CTC Loss and the Dynamic Programming Approach

Table of Contents

This post serves as a minimal appraoch to understanding the CTC loss (for myself).

Goal

To derive a suitable loss function for training a RNN with back-propagation (so has to be differentiable wrt. input at each time step)

Basic Idea

  • Interpret network outputs as probability distribution over all possible sequences of labels

  • Introduce blanks $\epsilon$ in output; e.g. for the true label sequence $\mathbf{l}$, we can insert $\epsilon$ at the start and the end, as well as between adjacent characters to create a modified true label $\mathbf{l’}$, for the word $hello$ this is \(\epsilon-h-\epsilon-e-\epsilon-l-\epsilon-l-\epsilon-o-\epsilon\)
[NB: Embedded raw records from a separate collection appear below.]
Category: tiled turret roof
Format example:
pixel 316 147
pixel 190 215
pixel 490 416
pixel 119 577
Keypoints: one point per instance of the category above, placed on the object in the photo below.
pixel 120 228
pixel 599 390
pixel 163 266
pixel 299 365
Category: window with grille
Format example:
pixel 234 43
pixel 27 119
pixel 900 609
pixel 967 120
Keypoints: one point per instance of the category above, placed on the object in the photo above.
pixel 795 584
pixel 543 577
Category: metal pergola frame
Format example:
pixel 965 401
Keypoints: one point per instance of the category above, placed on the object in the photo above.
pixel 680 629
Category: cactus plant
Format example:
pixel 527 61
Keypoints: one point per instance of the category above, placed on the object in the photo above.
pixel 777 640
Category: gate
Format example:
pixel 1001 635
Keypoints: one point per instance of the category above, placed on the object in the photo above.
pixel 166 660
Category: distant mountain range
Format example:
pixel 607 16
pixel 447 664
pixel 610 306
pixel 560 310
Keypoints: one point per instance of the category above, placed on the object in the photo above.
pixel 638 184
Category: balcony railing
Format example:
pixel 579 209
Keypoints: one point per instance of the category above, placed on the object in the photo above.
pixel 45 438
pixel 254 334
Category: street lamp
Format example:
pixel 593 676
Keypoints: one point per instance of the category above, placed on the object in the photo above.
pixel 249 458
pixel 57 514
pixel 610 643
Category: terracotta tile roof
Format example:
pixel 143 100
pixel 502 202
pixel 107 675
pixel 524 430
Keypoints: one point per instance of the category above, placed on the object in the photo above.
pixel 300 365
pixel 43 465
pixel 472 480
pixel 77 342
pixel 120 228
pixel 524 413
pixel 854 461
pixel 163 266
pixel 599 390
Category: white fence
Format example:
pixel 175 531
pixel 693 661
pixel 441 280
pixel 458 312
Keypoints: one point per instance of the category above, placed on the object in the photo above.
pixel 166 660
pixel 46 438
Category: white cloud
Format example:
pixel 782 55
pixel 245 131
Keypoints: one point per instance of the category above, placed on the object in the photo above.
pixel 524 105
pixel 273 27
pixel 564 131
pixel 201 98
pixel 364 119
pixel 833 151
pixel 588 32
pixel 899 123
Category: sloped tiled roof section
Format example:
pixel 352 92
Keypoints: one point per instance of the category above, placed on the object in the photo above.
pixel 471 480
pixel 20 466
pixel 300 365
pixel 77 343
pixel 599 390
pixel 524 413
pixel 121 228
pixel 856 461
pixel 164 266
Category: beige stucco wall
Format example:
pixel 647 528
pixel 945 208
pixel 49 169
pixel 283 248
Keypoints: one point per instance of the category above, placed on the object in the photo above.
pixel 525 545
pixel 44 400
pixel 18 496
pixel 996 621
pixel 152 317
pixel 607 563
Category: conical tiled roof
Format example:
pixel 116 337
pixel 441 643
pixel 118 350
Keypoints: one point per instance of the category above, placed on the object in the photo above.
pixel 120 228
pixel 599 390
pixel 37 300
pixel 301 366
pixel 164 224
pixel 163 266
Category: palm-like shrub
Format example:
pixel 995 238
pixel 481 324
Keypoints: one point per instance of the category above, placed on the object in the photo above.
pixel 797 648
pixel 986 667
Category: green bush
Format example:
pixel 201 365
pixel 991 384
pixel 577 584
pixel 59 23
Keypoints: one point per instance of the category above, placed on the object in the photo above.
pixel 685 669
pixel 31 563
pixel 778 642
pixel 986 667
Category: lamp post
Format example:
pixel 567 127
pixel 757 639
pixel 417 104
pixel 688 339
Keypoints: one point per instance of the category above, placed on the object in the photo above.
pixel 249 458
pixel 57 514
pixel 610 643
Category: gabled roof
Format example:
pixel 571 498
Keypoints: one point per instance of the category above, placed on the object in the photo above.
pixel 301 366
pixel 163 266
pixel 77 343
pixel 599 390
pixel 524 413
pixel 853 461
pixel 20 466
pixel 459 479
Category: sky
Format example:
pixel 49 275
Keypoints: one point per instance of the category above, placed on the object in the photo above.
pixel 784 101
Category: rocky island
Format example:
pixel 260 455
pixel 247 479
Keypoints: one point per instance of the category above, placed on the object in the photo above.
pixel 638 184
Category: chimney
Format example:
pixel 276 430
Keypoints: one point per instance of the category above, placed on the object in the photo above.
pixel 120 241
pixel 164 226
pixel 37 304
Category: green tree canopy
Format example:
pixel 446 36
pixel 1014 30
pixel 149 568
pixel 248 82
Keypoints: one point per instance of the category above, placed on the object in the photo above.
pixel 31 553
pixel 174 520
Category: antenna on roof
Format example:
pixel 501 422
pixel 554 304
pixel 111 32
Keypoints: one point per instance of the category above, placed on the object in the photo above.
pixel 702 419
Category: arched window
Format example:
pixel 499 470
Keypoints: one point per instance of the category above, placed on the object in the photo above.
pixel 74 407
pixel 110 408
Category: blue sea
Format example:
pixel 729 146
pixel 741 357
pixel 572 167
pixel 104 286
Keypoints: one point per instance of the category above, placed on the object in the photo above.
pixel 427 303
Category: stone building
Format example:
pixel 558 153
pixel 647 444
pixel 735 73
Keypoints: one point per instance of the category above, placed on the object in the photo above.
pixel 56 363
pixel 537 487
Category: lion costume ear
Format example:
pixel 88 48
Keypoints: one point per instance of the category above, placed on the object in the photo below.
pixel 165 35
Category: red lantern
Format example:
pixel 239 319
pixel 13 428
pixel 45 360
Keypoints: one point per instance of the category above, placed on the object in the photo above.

  • We map a network output sequence to the true label by

    • removing blanks between two distinct labels e.g. $h-\epsilon-e$ becomes $he$
    • collapsing repeated labels that have no blanks inbetween e.g. $h-h-e$ becomes $he$
    • keeping repeated labels with blanks in between e.g. $l-\epsilon-l$ becomes $ll$
    • removing blanks at the very start and end
  • The sequences that can be mapped to the true label sequence are called valid

  • So we can compute (assuming conditional independence between network outputs)
    \(p(\pi | \mathbf{x}) \ = \ \mathbb{P}od_{t=1}^Ty_{\pi_t}^t\)
  • $\pi$ is a valid sequence, $\mathbf{x}$ is an input to the network, $\pi_t$ is its entry at time $t$, and $y_{\pi_t}^t$ is the probability of observing that $\pi_t$ at time $t$ (the network output).
  • So total probability of obtaining a true sequence $\mathbf{l}$ is \(p(\mathbf{l} | \mathbf{x}) \ = \ \sum_{valid \ \pi} p(\pi | \mathbf{x})\)

Training

  • Objective function is the negative max log likelihood which we wish to minimise.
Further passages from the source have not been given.